• 6/22/2007
  • New York, NY
  • staff
  • NYDailyNews.com

The man with the artificial voice box is a powerful speaker to smokers

Scare-tactic television ads featuring a smoker who got throat cancer seem to be working, the health commissioner said Thursday.

The city’s annual community health survey found that 17.5 percent of adult New Yorkers smoked in 2006, down from 18.9 percent a year earlier. Nationwide, an estimated 21 percent of all U.S. adults smoke cigarettes, according to the Centers for Disease Control and Prevention.

The drop marked the third time in four years that New York City’s smoking rates have fallen.

The overall trend began five years ago when the city began a campaign to tax, ban, and frighten smokers into quitting.

When the city first implemented its $1.50 per pack cigarette tax in 2002, about 21.6 percent of New Yorkers smoked. Mayor Michael Bloomberg followed up the hefty tax with a ban on smoking in most indoor public spaces in 2003.

Before those two changes, smoking rates had been stagnant for a decade.

The city’s progress appeared to stall somewhat in 2005, when the percentage of New Yorkers smoking didn’t change significantly from the prior year. Health officials responded with the $10 million anti-smoking advertising campaign.

Health Commissioner Thomas R. Frieden credited the ads Thursday with encouraging more people to quit, especially the television spots featuring cancer patient Ronaldo Martinez.
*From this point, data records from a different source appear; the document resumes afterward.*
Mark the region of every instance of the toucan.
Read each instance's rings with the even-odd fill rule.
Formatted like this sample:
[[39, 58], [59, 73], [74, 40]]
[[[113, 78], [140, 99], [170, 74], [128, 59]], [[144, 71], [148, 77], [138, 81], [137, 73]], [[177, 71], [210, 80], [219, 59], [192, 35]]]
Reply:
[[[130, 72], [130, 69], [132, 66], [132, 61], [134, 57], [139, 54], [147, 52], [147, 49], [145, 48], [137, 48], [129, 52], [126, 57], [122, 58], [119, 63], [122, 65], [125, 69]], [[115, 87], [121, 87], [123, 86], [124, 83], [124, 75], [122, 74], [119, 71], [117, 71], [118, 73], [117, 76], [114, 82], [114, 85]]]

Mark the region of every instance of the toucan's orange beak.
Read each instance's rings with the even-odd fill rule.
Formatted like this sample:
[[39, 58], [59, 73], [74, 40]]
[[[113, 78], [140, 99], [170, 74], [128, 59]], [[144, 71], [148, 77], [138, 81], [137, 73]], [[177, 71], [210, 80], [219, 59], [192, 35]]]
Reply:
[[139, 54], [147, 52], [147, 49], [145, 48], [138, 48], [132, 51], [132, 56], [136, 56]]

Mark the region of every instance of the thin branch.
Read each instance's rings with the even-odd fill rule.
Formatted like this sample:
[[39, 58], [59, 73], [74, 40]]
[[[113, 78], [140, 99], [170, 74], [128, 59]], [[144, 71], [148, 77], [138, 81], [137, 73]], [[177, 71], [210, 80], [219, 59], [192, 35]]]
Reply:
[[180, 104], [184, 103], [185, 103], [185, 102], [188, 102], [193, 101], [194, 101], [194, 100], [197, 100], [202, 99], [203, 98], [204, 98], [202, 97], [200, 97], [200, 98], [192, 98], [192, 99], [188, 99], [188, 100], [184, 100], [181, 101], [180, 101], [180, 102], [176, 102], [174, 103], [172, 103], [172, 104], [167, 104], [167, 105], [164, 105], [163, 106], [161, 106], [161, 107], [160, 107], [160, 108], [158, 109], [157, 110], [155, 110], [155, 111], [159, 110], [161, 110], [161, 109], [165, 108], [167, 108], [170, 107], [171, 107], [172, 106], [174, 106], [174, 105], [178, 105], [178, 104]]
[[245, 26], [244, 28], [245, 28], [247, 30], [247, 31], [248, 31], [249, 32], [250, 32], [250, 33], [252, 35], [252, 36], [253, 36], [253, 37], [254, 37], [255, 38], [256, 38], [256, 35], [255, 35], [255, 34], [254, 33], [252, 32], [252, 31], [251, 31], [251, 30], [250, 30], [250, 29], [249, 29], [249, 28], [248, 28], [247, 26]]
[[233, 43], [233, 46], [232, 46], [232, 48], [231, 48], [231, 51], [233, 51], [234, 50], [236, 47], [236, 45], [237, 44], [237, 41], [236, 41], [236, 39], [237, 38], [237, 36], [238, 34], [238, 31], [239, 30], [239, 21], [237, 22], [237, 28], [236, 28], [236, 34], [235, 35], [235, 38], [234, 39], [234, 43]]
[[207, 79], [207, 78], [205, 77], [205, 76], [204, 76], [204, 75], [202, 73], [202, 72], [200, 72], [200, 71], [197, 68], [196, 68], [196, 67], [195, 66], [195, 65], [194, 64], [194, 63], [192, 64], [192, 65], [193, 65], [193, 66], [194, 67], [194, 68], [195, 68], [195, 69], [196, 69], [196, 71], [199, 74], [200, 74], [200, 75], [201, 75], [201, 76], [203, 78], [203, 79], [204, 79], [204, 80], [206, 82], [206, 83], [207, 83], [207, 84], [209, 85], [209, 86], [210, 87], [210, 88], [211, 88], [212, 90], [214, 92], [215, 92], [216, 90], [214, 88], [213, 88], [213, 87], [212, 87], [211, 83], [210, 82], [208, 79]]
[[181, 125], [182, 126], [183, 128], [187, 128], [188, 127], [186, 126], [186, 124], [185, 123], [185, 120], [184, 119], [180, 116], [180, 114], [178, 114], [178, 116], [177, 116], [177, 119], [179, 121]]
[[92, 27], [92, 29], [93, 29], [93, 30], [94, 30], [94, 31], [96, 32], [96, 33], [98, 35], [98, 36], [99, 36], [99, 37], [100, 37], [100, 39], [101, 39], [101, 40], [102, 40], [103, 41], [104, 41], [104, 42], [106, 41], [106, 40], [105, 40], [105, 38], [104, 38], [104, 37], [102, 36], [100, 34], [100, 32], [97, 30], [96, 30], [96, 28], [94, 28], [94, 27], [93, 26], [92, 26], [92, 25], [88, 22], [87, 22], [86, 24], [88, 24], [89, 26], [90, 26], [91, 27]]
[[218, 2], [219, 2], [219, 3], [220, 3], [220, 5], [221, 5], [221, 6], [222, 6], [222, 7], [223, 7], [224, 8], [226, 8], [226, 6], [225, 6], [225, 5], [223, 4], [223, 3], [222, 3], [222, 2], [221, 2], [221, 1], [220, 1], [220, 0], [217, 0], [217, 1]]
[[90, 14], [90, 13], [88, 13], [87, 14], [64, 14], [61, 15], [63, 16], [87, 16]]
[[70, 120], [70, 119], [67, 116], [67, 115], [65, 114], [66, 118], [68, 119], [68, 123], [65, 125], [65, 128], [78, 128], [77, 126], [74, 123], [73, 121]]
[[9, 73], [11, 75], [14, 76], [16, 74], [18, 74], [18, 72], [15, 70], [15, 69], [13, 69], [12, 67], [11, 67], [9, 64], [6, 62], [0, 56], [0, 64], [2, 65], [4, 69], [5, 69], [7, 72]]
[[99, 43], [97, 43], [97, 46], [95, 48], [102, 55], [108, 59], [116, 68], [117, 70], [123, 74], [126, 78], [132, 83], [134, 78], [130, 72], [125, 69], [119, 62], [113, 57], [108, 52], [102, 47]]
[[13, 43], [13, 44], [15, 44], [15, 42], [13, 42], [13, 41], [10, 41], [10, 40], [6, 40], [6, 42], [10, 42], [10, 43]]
The series of ads, originally made by Massachusetts health officials, showed Martinez speaking with an artificial voice box and cleaning the hole in his throat that he now uses to breathe.

“We scoured the world for the best ad,” Frieden said.

Two of the largest drops in the smoking rate last year occurred among men and Hispanics, the city said.

Frieden said the state could push more people to quit by adding another 50 cents to the tax on cigarettes. He made a similar plea last year, but the legislature declined to act.

The city’s tobacco use data was based on a random telephone survey of 10,000 New Yorkers conducted late last summer by Baruch College. The survey questions related to the adult smoking rate and had a margin of error of plus or minus 1 percentage point.